Interview
“12 Months On”
It always felt, in talking to you as this project was coming together and then again through completion, that there was an almost tangible sense of pride held in what H&E created here.
Chris Grinham You know, it was one of those funny jobs where you get an opportunity to really put your signature on a building that has real heritage – the only significant Sydney building at the time by Skidmore, Owings and Merrill. Incredible. And to be able to go and put a small addition on something like that is special.
Must be nice to see H&E’s work here so often highlighted within the PR and marketing outreach regarding Sofitel Sydney Wentworth – it’s all about the bar and that canopy.
From first conversation with the original owner to finishing this was nearly seven years. So, I’ll be honest here and say that with Wentworth, we genuinely came to question whether it would come to fruition – that what we’d proposed and wanted to achieve would ever be seen.
It was one of those jobs where you design something, a client says, ‘yes, we like this, let’s get it approved.’ Then they decide to sell the asset. It goes into new ownership. They then commit to doing the project, albeit with a few modifications, and you get that approved. It’s all the way through. You’re thinking, ‘well, at what point is this going to fall over?’
To then to be able to work with the right collaborator, and I don’t not call them a subcontractor because they were absolutely collaborators on this project – to work with ARC – and have the building owner see the benefit of using these guys and that they’re going to deliver it fabulously, that’s cool.
It’s never just about designing and managing the process, it’s all the rigmarole and so to then get to a point where, you can say, ‘hey, we really delivered’ … That’s as rewarding as what we created and the experience and the space.


A labour of love this one?
Yes, very much. Because it was something we just had to do. And I remember when the first steel went in and you started to see the shape come together…Then the plywood went on, then they wrapped it. I still remember seeing it – they had the waterproof insulated membrane piece that goes over the plywood and when that first went on it looked like this blue UFO that had landed on top of the building. It was super cool. And slowly but surely it came together and it was fantastic.
Talk to me a little bit then about walking back into the bar a year on – seeing this being used and embraced and given the life you envisaged and hoped for it. What’s that feel like?
It’ so lovely to see a space with people in it – to see a space where people are enjoying themselves.
And I think what makes this even better is that there were issues with that culture when the space was originally created, issues around wind and the environment and the weather. And to come up with a vision and a plan of how to technically mitigate those things and then deliver something quite poetic that solves those issues … Well, to then see people using it, particularly on shitty, windy, wet days where they would never have been able to operate that business, but today there’s still 180 people enjoying themselves, that’s beautiful.

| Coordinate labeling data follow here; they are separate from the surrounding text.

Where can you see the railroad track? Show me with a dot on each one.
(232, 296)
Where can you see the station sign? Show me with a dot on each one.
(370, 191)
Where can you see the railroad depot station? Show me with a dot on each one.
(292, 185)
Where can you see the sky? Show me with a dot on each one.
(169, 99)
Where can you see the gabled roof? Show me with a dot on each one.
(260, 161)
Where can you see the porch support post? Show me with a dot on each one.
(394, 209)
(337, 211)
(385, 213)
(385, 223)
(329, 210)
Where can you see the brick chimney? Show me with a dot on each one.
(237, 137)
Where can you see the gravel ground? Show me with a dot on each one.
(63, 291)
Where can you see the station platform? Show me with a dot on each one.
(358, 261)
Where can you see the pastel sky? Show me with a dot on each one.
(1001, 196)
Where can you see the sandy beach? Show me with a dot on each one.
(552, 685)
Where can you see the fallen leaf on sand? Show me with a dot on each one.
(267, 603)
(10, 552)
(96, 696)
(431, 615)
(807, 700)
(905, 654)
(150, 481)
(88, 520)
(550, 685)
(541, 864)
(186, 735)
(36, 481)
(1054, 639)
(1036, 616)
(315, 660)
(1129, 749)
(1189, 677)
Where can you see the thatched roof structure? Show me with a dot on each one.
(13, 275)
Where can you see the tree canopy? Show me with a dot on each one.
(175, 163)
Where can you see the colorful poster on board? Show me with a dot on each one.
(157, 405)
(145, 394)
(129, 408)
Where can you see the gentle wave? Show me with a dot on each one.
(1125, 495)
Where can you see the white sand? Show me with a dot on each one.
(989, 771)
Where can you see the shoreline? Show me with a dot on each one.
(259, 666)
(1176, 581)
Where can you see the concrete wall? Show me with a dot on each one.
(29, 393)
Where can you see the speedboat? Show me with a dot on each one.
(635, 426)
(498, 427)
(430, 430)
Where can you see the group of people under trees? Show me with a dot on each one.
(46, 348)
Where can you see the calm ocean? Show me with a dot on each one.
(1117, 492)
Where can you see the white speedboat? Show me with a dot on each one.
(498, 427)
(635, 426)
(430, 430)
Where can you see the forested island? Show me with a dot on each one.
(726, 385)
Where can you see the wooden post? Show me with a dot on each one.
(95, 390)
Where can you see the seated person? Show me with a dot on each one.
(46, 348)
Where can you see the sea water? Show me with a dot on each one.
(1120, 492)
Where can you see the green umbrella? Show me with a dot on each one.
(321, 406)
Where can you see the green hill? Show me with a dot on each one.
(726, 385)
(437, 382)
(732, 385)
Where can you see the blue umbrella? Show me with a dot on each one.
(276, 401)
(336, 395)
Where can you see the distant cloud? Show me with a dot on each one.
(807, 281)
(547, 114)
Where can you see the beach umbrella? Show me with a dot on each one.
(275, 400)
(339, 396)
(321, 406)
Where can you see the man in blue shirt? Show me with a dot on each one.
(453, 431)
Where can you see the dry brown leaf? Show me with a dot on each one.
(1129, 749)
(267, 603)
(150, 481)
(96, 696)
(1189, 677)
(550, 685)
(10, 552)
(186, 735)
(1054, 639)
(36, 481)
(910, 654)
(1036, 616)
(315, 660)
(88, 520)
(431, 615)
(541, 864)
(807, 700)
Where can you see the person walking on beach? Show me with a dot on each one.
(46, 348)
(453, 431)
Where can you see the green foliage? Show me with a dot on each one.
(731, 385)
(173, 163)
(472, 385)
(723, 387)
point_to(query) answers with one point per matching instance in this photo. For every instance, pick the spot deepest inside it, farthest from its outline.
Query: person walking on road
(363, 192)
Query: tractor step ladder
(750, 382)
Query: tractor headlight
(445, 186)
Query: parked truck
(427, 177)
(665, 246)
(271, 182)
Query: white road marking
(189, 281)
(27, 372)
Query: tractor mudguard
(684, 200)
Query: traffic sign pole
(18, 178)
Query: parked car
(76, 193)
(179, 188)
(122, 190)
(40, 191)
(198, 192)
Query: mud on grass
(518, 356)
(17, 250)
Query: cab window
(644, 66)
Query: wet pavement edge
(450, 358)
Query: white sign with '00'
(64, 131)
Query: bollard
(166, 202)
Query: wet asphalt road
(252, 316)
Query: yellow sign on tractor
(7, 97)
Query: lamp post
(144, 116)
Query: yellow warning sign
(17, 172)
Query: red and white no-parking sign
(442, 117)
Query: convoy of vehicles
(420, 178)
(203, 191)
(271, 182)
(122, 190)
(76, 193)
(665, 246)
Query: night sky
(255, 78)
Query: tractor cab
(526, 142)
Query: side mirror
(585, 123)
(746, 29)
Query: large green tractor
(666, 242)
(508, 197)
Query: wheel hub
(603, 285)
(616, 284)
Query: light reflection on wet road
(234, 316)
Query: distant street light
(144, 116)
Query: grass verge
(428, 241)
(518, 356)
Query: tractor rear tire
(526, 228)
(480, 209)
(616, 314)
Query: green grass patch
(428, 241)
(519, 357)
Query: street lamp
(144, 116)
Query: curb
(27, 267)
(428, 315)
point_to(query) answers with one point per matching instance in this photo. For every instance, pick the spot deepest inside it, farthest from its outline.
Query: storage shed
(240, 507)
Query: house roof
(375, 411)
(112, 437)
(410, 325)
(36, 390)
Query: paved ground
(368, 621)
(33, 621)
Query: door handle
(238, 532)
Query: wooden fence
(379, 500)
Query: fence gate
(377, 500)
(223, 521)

H&E breathed new life into this space – you’ll forever be part of its evolution.
And that’s a nice thing to be part of – to see something evolve and move and live this new life. It’s really great.
Do you run through the space when you get a few minutes in the city – and do you bemoan some things as all designers and architects and creatives do on revisiting earlier work?
So often you revisit things and think, ‘oh wow, that’s not working quite the way I thought it would be, or, ‘that’s failed’ or ‘that’s not worked’, or whatever it is. So, there’s always the element of looking at things and learning – understanding what it is you can do better next time. But here, one of the nice things about that project for me personally is that I don’t really walk in and go, ‘fuck, we should have done that differently.’ It’s just not that way with Wentworth. There’s not a lot about it that I feel didn’t quite work or should have done another way. I look at it and I really Iike the way it came together – it just works.